The parents of children of school age have a legal duty to provide a suitable education for that child by ensuring that the child attends a public school which is a school managed by the Education Authority – or by other means.

In practice, other means refers to parents who choose to pay for their child to attend an independent school or who choose to educate their child at home. The Education Authority has very few duties in relation to these children or young people.

Parents may choose to fund their children to attend independent schools without the need for any discussion with the Education Authority. It is the responsibility of the Scottish Government to ensure that independent schools are properly managed.
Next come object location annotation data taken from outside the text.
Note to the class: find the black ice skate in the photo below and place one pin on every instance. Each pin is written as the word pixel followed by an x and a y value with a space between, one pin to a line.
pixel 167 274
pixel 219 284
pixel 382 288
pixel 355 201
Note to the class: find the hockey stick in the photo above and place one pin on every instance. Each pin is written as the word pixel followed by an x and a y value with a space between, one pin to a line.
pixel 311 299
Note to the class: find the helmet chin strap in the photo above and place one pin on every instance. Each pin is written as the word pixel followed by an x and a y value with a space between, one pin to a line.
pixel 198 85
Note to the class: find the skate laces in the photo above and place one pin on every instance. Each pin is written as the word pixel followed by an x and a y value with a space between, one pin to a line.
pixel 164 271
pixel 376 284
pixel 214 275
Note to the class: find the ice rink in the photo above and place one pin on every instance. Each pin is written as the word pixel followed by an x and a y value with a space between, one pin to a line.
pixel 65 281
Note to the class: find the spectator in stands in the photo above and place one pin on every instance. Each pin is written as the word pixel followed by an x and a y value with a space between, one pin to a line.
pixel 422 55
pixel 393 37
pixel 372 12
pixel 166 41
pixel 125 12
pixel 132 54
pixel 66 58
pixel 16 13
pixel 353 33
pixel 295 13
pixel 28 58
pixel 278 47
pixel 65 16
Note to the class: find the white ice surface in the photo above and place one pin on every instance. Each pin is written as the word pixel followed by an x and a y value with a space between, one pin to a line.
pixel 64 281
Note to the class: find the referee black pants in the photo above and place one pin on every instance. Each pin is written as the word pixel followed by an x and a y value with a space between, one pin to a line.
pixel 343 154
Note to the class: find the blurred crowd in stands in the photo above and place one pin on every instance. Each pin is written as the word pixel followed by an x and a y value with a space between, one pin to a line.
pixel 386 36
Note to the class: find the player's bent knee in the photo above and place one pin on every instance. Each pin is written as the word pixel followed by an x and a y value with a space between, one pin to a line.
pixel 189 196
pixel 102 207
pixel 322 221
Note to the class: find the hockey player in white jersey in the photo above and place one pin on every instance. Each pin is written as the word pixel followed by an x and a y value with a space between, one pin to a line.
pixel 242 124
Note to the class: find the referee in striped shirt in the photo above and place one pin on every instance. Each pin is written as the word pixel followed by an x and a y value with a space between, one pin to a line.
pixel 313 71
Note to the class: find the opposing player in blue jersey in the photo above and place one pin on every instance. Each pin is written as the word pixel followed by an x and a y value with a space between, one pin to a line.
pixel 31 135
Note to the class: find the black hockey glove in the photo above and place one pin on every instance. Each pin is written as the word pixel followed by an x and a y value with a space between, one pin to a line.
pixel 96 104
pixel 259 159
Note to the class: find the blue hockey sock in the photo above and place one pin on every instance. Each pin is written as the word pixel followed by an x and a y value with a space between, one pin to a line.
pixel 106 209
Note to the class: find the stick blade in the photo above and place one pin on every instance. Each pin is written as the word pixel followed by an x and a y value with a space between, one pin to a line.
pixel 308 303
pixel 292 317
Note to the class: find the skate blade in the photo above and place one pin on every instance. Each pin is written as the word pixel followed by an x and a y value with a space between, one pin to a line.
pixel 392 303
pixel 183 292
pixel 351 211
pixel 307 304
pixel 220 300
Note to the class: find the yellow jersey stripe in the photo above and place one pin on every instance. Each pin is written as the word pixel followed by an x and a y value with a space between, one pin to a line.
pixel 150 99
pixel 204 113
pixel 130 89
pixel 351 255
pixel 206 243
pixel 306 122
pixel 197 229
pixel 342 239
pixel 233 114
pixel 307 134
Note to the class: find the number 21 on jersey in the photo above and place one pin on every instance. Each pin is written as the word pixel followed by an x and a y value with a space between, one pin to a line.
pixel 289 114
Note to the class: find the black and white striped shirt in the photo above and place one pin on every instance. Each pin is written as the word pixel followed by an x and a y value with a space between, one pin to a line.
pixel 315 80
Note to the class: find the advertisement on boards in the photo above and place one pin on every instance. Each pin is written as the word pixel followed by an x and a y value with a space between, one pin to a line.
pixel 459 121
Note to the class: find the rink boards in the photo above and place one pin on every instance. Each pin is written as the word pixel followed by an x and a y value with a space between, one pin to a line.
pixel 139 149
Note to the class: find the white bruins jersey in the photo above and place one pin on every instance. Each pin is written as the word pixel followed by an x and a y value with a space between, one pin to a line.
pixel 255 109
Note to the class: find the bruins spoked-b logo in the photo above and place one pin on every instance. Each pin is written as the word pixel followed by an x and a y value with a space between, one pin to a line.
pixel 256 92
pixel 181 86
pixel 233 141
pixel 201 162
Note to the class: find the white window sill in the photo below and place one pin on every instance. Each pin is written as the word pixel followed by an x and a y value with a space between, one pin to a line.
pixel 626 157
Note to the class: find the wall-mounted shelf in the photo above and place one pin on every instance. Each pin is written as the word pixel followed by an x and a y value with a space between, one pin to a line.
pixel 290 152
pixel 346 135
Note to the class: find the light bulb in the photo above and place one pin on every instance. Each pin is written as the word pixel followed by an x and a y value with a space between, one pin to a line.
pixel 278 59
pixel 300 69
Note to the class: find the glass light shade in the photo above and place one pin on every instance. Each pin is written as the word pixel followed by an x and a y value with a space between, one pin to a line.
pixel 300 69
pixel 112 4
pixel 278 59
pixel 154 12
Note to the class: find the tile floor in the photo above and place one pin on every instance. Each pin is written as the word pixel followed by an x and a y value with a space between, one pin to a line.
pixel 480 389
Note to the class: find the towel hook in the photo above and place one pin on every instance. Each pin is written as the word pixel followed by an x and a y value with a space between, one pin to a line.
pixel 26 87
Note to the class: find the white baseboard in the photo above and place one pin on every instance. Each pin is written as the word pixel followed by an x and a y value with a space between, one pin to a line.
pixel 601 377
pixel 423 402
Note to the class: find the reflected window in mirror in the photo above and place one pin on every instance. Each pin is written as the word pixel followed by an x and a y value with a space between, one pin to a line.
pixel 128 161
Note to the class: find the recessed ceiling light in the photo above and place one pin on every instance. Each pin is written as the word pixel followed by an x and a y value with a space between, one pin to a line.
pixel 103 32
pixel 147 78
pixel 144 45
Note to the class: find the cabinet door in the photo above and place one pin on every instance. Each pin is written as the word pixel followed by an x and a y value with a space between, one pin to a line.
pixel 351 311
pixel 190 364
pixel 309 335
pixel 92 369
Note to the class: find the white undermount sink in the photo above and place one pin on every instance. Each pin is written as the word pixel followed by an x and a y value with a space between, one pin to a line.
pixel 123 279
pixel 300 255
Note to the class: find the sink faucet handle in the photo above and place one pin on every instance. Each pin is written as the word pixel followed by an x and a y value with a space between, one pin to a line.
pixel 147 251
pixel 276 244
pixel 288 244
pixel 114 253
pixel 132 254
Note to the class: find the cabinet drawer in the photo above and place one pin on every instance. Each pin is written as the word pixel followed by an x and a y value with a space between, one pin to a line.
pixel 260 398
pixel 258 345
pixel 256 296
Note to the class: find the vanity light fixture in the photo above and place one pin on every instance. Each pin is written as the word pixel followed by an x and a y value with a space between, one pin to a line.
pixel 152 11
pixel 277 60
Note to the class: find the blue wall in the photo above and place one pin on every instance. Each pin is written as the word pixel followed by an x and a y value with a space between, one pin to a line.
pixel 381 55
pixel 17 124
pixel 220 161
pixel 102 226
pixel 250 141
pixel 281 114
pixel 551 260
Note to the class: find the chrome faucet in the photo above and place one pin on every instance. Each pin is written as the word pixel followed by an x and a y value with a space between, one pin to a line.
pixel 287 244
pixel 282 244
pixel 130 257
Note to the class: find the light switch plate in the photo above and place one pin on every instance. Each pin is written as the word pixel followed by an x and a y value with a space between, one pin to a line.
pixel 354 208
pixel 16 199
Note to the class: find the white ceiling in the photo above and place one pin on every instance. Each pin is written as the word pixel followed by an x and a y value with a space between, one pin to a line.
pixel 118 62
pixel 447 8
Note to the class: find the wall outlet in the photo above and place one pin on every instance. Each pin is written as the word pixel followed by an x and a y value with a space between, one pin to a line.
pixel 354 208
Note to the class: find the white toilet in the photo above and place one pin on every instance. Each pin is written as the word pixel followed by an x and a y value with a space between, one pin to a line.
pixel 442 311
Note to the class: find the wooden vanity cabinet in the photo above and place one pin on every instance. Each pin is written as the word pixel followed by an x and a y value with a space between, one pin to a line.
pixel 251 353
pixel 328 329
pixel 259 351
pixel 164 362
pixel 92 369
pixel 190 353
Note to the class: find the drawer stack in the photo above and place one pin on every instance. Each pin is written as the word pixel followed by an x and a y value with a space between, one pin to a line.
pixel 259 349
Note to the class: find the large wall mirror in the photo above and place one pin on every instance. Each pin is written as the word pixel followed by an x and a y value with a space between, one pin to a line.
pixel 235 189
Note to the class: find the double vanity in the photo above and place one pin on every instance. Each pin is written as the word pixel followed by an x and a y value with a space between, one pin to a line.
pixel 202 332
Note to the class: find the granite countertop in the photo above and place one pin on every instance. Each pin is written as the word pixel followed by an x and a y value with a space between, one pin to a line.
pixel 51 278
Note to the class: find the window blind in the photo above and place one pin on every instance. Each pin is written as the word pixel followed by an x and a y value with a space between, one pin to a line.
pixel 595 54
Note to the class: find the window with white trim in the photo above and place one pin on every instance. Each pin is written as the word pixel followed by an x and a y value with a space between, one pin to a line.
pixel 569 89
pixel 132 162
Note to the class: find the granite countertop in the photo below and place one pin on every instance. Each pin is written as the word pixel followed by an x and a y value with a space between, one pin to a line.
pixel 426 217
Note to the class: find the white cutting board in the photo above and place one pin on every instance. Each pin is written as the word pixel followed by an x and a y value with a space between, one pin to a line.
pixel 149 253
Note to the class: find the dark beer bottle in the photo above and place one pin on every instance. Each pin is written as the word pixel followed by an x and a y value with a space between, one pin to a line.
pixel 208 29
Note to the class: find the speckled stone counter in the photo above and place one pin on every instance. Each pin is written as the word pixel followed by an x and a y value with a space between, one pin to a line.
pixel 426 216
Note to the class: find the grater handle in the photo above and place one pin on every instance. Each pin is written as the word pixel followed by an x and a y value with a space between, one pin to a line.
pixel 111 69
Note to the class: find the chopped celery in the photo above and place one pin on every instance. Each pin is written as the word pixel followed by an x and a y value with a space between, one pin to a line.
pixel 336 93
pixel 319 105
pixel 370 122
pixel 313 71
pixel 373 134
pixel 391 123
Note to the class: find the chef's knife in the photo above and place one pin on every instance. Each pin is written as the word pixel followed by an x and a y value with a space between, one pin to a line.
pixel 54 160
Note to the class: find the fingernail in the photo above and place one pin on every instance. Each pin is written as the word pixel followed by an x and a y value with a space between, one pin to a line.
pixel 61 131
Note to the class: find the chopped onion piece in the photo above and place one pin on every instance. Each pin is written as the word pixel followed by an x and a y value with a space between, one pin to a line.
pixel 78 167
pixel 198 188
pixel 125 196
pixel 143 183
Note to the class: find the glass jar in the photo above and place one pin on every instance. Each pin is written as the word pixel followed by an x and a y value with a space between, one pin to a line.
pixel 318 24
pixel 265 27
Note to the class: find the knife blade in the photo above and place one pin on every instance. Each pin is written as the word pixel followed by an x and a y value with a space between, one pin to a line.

The situation is a little different regarding home education. If the child has already started attending a primary or secondary school, then the parent(s) must seek the permission of the Education Authority to educate the child at home. In considering requests, the Education Authority must bear in mind the law which states as a general principle that children should be educated in accordance with the wishes of their parent(s). The Education Authority will ask the parent(s) to produce an outline proposal for how they would educate the child at home. If the Education Authority agrees to the request, the Authority will normally contact the parent(s) once a year to check that the home education is providing a suitable education. However the Authority is not under a legal duty to do this.

If the Education Authority is not satisfied with the proposed or actual arrangements for home education, the Education Authority can issue a notice requiring the parent(s) to provide more information about the arrangements. If the parent(s) fail to provide this information or if the parent(s) provide this information but the Education Authority remains dissatisfied with the arrangements, the Authority may refuse consent for home education and parents have no statutory right of appeal against this refusal. The parent(s) would then have to ensure their child attends a public or independent school. If the parent(s) fail to do this, the Education Authority can issue an attendance order requiring the parent(s) to ensure their child attends a public school. If the parent(s) fail to comply with an attendance order, the Education Authority can take the parent(s) to the District or Sheriff Court. The Education Authority or the Courts can also refer the matter to the Children’s Panel. The Children’s Panel is a government body which investigates cases where a child may be at risk of harm.

If the child has never started at primary public school – or if the child attended a public primary school but has not yet started at a public secondary school – then the parent(s) do not need any permission from the Education Authority to educate at home. However, the parent(s) still have a legal duty to provide a suitable education for the child.

In all cases where parents are considering home education, the Education Authority recommends that parents contact one of the authority’s Quality Improvement Officers for advice as early as possible.